9 is a bug that I encountered during the u8 -> c_char change. brunsli does reinterpret_cast<uint8_t>(string.data()). string.data() returns a char (c_char) and uint8_t is translated as u8. This means that the following fast-path in Ptr::reinterprete_cast is skipped and a real reinterpret takes place:

https://github.com/Cpp2Rust/cpp2rust/blob/master/libcc2rs/src/rc.rs#L389-L392

Later, brunsli passes the reinterpreted pointer to the unsafe brotli ffi. In the previous version of StrongPtr::deref/PtrKind::with_mut/PtrKind::with we only materialized one u8 from c_char, meaning that the brotli ffi received a single u8 and a size > 1, resulting in OOB. The current code materializes the entire remaining bytes of the source pointer.

This problem only appears because we interact with the unsafe ffi. In safe code, it's fine to materialize only one element because all our Ptr APIs work on element boundary, e.g. write/read. I expect 9 to be a temporary solution until we replace the unsafe brotli ffi with a safe brotli crate.

…nal alloc

lucic71 · 2026-06-22T17:45:19Z

@nunoplopes this is ready for review

nunoplopes · 2026-06-24T08:02:21Z

What's the advantage of using c_char vs u8? The code seems a lot more verbose and less idiomatic. Refcount should not use c_char.

lucic71 · 2026-06-24T08:32:44Z

What's the advantage of using c_char vs u8? The code seems a lot more verbose and less idiomatic. Refcount should not use c_char.

u8 is incompatible with char* or char[] from libc or FFI. We use u8 while libc and FFI use c_char (typedef over i8). The job of IsCharPointerFieldFromLibc and IsCharArrayFieldFromLibc was to workaround this discrepancy. I deleted both functions now.

We can use c_char instead of core:ffi::c_char to make the code less verbose and more idiomatic.

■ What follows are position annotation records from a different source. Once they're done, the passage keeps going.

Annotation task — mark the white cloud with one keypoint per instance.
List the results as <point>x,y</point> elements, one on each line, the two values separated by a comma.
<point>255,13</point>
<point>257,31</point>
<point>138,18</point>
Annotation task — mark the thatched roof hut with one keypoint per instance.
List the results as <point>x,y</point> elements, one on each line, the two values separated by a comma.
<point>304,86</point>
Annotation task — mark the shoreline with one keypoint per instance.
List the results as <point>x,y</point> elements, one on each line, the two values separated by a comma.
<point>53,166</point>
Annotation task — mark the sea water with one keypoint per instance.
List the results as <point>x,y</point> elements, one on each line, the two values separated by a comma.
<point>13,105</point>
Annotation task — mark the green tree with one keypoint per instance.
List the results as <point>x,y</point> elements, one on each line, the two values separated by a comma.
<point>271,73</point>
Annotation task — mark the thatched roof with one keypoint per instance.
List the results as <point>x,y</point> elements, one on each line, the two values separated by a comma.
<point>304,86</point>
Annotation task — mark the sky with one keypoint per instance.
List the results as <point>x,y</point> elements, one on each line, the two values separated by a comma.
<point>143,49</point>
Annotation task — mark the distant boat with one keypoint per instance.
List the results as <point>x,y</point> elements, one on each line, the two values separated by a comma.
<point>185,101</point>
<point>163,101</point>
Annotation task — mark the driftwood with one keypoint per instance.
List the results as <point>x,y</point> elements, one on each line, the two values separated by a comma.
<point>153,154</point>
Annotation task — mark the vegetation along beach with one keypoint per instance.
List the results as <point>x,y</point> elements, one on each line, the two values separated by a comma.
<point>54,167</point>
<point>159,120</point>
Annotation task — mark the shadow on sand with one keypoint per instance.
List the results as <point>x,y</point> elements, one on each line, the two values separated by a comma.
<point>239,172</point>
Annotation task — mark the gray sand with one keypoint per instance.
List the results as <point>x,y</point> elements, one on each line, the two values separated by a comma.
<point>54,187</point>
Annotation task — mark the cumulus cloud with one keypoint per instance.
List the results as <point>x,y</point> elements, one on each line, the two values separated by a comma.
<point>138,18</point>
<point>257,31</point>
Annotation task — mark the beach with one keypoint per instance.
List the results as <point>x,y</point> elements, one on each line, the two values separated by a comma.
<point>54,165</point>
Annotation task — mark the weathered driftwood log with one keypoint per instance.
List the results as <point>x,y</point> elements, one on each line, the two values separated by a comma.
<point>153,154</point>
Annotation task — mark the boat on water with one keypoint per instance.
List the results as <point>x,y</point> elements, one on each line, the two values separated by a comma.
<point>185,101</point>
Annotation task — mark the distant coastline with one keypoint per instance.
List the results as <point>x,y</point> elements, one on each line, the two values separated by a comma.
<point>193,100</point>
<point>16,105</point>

It's ok for refcount to use c_char. core::ffi::c_char does not depend on libc and c_char is the correct and portable solution, consider the following code:

#include <cassert>
int main() {
    char a = -2;
    char b = 1;
    assert(a + b == -1);
    return 0;
}

With the u8 translation this fails. With the c_char translation, this is ok.

nunoplopes · 2026-06-24T09:40:30Z

I disagree. I don't think core:ffi::c_char is more idiomatic. Native Rust code does not use that.
The sign of char is platform dependent. It's true that in x86 it's signed (so equivalent to i8). On ARM it's often unsigned (equivalent to u8).

I don't know why the translation of that example fails, but c_char is not the answer, for recount at least.

lucic71 · 2026-06-24T11:27:20Z

I disagree. I don't think core:ffi::c_char is more idiomatic. Native Rust code does not use that. The sign of char is platform dependent. It's true that in x86 it's signed (so equivalent to i8). On ARM it's often unsigned (equivalent to u8).

I don't know why the translation of that example fails, but c_char is not the answer, for recount at least.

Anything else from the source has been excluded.